The Canelón de Gambas y Setas pairs beautifully with a crisp Albariño or a round Godello both from Galicia’s coastal vineyards.If you prefer red wine, try a Mencía from Ribeira Sacra, slightly chilled; it balances the sweetness of the shrimp and the creaminess of the sauce.

At the bar, you might also enjoy a caña of Estrella de Galicia, poured the traditional Galician way, cold, creamy, and perfectly topped with foam. It’s the perfect contrast to the warmth of the canelón.

Barista pours beer into a glass with "Estrella Galicia" logo. He's wearing a grey apron, with warm lighting in the background.

A Little Piece of Spain in the Middle of Manhattan

There’s something grounding about sitting at Tomiño’s wooden tables, surrounded by the sounds of Spanish conversation, the clinking of small plates, and the smell of grilled seafood.

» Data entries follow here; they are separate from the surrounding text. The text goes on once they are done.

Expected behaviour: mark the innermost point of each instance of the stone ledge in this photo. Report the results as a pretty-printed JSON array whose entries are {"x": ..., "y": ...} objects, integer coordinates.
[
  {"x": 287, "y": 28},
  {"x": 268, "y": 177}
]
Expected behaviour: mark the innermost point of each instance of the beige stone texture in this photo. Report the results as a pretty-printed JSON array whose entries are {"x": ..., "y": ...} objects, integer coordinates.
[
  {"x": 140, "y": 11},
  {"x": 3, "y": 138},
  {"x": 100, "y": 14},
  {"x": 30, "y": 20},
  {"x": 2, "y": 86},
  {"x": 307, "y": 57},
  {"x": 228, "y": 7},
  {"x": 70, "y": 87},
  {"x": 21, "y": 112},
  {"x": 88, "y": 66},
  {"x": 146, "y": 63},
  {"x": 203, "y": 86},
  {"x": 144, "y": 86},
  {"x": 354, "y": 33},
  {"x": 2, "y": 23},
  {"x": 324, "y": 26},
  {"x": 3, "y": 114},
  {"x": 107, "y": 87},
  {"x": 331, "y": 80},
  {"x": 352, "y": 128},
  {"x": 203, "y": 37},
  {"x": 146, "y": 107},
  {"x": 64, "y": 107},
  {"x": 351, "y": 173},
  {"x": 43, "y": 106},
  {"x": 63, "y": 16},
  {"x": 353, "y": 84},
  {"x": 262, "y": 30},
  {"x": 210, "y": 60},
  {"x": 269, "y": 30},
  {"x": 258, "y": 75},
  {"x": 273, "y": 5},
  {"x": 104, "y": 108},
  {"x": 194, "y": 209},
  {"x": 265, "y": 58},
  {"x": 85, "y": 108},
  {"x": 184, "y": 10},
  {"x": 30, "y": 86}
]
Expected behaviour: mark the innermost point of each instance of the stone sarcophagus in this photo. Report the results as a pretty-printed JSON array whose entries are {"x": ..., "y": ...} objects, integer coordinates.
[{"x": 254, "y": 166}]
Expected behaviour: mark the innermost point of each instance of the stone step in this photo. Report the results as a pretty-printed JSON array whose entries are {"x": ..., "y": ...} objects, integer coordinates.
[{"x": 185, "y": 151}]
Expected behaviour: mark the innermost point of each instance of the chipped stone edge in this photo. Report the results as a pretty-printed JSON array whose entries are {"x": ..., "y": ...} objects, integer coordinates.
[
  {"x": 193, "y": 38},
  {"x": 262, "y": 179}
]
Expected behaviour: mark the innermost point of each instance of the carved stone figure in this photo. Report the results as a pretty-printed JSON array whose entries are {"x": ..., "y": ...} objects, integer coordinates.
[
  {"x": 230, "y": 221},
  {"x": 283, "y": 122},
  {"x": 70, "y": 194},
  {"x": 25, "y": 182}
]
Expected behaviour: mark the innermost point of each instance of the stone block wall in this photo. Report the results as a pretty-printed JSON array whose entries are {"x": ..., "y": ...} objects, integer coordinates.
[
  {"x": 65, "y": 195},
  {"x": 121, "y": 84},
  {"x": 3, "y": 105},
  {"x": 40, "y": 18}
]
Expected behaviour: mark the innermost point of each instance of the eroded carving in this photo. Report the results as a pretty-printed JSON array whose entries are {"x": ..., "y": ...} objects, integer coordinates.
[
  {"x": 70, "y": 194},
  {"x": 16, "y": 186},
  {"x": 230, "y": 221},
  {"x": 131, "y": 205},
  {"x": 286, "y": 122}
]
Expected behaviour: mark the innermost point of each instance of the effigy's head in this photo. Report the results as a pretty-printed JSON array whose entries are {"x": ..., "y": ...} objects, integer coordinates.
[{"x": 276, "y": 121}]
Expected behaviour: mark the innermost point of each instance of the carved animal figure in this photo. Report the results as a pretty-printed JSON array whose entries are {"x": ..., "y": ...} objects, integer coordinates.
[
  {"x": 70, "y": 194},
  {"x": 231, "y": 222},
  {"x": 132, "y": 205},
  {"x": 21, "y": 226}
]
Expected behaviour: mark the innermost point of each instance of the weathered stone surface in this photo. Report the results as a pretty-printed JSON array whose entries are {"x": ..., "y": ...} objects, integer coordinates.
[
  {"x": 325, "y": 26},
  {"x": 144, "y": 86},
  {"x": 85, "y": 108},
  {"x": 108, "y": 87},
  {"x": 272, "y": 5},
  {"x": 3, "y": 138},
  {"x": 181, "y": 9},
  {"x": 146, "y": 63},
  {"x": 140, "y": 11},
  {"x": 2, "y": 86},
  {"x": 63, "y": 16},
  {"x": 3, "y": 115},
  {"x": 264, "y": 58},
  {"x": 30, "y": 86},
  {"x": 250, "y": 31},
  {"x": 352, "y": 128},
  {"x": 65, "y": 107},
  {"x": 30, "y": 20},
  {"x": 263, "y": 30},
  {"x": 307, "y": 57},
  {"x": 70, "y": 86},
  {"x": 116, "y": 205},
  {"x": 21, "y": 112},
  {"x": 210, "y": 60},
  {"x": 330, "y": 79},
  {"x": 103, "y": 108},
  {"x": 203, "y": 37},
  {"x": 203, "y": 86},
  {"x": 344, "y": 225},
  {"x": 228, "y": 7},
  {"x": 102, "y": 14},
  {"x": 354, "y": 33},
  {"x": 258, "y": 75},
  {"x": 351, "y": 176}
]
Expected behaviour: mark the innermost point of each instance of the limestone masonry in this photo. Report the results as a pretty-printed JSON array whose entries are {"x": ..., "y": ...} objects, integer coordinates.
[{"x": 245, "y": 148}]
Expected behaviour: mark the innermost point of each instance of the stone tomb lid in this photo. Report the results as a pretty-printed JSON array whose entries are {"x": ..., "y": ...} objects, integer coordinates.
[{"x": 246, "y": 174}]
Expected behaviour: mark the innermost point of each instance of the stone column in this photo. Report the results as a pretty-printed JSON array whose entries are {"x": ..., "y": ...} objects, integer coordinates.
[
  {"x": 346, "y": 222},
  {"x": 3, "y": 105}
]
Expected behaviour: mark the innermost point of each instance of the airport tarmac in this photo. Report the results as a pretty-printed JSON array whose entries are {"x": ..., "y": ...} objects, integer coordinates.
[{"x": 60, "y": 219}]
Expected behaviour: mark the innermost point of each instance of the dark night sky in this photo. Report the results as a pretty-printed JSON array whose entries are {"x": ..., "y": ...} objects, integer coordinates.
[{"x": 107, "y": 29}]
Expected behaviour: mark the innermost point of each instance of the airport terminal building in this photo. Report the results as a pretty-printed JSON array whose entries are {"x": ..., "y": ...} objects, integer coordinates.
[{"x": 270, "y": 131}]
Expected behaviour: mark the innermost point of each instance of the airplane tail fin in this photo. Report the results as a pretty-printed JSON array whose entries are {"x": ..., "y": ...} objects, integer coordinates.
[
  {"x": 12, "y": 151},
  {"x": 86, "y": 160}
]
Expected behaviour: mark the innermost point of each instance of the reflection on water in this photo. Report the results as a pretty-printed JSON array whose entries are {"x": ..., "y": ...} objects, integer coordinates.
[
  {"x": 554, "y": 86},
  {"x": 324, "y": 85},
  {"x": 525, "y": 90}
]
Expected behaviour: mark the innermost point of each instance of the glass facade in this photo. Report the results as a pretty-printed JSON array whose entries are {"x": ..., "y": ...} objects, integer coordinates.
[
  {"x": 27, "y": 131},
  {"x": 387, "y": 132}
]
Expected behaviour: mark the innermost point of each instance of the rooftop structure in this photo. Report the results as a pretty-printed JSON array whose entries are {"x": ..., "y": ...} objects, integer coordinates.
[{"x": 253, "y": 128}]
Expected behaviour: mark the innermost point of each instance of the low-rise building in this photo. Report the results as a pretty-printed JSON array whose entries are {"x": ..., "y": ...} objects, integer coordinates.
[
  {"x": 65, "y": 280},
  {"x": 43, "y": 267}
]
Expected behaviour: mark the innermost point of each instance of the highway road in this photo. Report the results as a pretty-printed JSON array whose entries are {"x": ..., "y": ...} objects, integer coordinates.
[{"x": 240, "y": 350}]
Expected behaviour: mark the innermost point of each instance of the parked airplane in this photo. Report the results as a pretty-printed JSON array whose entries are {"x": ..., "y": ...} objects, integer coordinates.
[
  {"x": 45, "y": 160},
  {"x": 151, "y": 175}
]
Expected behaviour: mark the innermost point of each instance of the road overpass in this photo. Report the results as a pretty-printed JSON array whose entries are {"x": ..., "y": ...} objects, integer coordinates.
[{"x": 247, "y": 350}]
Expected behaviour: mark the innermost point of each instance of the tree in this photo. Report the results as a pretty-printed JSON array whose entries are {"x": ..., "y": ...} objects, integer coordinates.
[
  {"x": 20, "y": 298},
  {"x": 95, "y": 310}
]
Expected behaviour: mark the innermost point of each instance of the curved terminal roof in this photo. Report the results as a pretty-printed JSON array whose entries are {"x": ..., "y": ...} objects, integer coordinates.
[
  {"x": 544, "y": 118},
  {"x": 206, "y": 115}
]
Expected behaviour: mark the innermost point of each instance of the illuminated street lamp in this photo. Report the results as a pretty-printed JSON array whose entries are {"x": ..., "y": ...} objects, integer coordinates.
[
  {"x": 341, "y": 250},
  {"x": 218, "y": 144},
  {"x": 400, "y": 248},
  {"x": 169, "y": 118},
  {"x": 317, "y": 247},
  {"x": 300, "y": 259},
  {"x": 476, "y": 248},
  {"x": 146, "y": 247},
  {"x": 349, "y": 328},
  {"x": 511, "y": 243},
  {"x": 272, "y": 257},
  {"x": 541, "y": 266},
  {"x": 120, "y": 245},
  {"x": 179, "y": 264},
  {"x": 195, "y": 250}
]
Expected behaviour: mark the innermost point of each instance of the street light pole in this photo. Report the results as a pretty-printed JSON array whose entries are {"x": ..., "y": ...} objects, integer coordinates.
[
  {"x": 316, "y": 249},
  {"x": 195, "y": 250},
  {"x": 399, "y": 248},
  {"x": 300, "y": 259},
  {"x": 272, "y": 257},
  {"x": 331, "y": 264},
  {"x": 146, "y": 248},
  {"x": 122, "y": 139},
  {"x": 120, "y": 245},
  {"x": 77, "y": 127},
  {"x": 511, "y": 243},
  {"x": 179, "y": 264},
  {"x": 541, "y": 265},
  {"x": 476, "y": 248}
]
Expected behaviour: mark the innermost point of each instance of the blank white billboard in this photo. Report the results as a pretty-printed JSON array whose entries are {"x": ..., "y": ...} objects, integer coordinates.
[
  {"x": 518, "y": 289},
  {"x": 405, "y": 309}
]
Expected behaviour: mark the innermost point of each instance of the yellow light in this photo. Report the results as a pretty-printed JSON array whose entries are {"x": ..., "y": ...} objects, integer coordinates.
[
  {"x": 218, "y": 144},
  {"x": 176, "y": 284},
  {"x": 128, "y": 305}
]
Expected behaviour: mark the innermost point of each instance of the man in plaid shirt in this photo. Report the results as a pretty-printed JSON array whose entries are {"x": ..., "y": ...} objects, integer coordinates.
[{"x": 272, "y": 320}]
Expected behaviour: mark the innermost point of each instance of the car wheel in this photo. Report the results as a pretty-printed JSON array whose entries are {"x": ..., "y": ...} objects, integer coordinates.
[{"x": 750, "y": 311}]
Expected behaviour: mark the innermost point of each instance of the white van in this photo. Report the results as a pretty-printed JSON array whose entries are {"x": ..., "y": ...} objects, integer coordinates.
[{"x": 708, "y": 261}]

For a moment, you forget you’re in New York.You could be in Santiago de Compostela or Vigo sharing tapas, a bottle of wine, and laughter with friends.

That’s what Tomiño does so effortlessly: it turns a meal into a memory.

So next time you’re looking for an authentic Spanish restaurant in NYC, one that cooks with both heart and precision, stop by Tomiño Taberna Gallega and try their Canelón de Gambas y Setas.You’ll leave knowing you just tasted a little bit of Galicia.